Friday, August 15, 2008

1972 Fuji Finest Project

I've blathered on about my 1972 Fuji Finest several times, so although it is partially dissassembled, it seemed worthwhile to get a few pictures of this up. After it is finished, I'm planning a more in depth article that will include readers bikes and more in-depth discussion of this storied model. But for now, just some bare bones.

1972 was the second year of issue of the Finest, and this one was obtained from the original owner. It had been well used, in that it was far from pristine, but had not been treated roughly nor suffered excessive corrosion.

Here is a rather bad picture of what it looked like upon receipt, although the top tube brake cable housing clips had already been removed:


Nice original configuration for the most part, obviously the saddle is a later addition. The plan for this bike is to strip it down to the frame, freshen things up a bit, and rebuild with the original components. Here is what it looks like today, still in the disassembly phase:


Tres 70's, no? One thing the observant reader will notice is that there is no "Finest" decal on the top tube. This was a rather odd point on this bike, as there is no evidence whatsoever that there ever had been a decal (scratches, paint fade lines, etc.). This was of some concern until Scott Ryder, the eminent Fuji scholar, noted that the very early Finests had no model indication as such.

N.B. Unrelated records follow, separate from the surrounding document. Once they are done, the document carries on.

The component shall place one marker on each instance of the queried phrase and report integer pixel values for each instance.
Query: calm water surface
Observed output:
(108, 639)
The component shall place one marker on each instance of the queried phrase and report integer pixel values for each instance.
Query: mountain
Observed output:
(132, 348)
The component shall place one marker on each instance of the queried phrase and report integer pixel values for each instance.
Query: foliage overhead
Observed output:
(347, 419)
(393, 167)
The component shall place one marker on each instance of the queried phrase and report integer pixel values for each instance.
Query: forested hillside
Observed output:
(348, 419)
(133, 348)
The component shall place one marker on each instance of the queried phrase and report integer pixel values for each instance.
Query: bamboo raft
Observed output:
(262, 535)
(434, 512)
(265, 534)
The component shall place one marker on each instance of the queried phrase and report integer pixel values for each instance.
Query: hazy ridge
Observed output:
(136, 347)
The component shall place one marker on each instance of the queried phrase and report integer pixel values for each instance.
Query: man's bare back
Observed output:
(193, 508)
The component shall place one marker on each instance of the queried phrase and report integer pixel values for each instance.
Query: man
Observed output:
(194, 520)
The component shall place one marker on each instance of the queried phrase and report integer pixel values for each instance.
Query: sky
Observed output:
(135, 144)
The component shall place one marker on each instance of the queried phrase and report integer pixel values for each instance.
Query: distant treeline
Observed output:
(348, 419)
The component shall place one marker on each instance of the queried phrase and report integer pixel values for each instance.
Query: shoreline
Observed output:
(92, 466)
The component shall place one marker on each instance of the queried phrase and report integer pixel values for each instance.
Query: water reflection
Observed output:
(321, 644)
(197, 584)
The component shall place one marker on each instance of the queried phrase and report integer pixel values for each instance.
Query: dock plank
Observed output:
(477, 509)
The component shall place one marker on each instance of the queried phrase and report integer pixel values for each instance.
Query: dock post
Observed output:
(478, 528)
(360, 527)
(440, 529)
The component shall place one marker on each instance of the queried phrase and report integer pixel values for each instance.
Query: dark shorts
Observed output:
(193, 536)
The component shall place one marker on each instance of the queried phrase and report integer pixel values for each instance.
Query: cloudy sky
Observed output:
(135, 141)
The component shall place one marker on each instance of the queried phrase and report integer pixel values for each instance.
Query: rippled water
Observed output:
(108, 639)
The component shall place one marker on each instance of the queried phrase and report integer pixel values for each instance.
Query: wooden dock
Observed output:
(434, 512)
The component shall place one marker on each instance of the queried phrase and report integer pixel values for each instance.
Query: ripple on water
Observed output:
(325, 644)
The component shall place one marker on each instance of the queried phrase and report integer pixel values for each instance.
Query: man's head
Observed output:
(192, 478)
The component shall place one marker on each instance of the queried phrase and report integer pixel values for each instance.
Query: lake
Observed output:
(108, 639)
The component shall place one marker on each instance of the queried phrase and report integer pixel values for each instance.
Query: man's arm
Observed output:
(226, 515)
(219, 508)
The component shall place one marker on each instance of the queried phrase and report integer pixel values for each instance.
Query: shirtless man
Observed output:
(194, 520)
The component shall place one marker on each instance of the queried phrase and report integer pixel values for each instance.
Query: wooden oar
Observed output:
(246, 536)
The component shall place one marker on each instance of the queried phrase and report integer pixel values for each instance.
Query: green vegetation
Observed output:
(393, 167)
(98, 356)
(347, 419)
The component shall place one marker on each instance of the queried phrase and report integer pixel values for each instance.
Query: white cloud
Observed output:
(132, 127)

The earlier Finests, for the first 3 or 4 years, also had fully chromed frames. Hence all the chrome panels, stays, forks, and, of course, the sexy lugwork:



Many fully chromed frames from various manufacturers are only polished in the areas intended to be exposed. However, this one appears to be fully polished, as everywhere the paint is chipped, it looks nice and shiny underneath.


So one of these with unsalvageable paint is a reasonable candidate for stripping the paint and building up as a fully chromed bike. The paint on this one has lots of "patina", but is nice enough that not keeping it would be sort of a crime. It has yellowed quite a bit, as one can tell from where the downtube shifter clamp was located:


The Finest was intended to compete against the high end European bikes, so frame material reflects this:


Just in case anyone still isn't getting the message, Fuji helpfully points out:


These "Racing" decals, also located on the top tube and forks, are highly reflective. The above picture also displays the worst corrosion on this bike, which for the most part is pretty minor.

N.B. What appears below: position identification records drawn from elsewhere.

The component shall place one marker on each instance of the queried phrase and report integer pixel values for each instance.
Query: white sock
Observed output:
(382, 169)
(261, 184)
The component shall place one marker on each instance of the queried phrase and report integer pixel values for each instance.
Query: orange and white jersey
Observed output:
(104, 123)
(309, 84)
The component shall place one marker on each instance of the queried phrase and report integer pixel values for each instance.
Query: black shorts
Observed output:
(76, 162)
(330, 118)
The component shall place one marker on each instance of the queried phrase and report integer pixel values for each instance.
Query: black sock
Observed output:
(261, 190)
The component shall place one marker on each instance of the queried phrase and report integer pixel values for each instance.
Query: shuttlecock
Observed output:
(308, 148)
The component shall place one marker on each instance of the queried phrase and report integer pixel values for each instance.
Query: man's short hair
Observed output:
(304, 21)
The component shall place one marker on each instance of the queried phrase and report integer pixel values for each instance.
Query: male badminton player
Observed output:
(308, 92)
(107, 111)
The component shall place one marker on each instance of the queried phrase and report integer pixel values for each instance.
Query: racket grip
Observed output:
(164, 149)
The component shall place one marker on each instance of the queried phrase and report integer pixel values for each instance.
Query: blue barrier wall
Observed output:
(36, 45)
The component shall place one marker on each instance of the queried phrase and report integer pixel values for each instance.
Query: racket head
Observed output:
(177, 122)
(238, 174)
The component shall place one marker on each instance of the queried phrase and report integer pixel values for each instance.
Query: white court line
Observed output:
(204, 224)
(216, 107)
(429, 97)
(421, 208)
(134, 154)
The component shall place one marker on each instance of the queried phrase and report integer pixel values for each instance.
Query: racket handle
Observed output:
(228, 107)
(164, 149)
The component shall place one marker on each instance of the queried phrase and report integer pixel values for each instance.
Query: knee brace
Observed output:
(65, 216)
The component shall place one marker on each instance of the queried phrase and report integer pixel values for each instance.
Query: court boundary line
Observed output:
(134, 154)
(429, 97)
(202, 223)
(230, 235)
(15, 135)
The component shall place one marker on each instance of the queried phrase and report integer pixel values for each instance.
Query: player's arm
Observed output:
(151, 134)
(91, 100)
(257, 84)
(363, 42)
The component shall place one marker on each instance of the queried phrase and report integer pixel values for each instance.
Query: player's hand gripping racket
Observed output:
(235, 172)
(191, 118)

At this point, as I'm going on and on about the originality of this bike, the observant reader is waving his hand, ready to explode with, "What's up with those wheels?". Yes, they include a set of high flange hubs:


And not just any old high flangers, but (p.s., note the nice dropouts with adjuster screws):


Paired with these rims:


Yes, Campagnolo Record high flange hubs with flat QR levers on Mavic clincher rims constitute the wheelset. As we all know, this bike was spec'ed with Sansin hubs on Ukai tubulars. However, the original owner at the time of purchase didn't want tubulars, never took possession of them, and bought the bike with this wheelset made specifically for him. So it would seem, in this man's Fuji, Campy Record high flange paired with Mavics are original. Tell it to the Marines, I guess.

There is going to be a lot more on Finests around here, so stay tuned. For now, a last parting shot of the Grand Dame of the Fuji Otaku fleet.

1 comment:

Don said...

I have a 1971 fuji finest, all original except for the saddle. You are looking for sansin '8 trapezoid' hubs and ukai tubulars (maybe the plastic-filled ones) to complete your bike.

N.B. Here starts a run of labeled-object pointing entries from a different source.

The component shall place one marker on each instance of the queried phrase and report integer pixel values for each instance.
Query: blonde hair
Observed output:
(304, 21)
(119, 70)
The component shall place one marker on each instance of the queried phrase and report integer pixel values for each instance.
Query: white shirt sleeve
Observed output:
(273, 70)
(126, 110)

some other oddities about my bike : suntour-7 rear steel mech, spirt steel front mech but it's not a 1980 spirt, there are small differences.

mks unique chromed pedals with serrated rat-trap tops, like campagnolo con denti road pedals.

the downtube ratcheting suntour shifters have silver barrels on my bike, not black barrels like most ratcheting shifters.

the dia compe brakes just say DIA COMPE in especially big letters compared to later instantiations of dia compe centerpulls.

The sugino mighty crank has the weirdest thing, the inner 42T chainring says sugino and is a solid ring of aluminum, like today's ZEN rings. No holes. I know you're not happy to hear about this !!

During chroming all tubes tend to look good, because they are manufactured pretty smooth and the nickel fills small scratches, but if you scratch paint from your lugs or BB you'd see that they were NOT polished. so your frame actually is NOT polished, the paint happened to fall off of a place that would not need much polishing.

I am told that my 1971 bike originally came with a black plastic fujita saddle. I have purchased a blue person's majestic brooks-pro clone saddle (www.permaco.com), rather than fujita plastic or fujita brooks-pro-clone saddle, just because my bike is all-blue.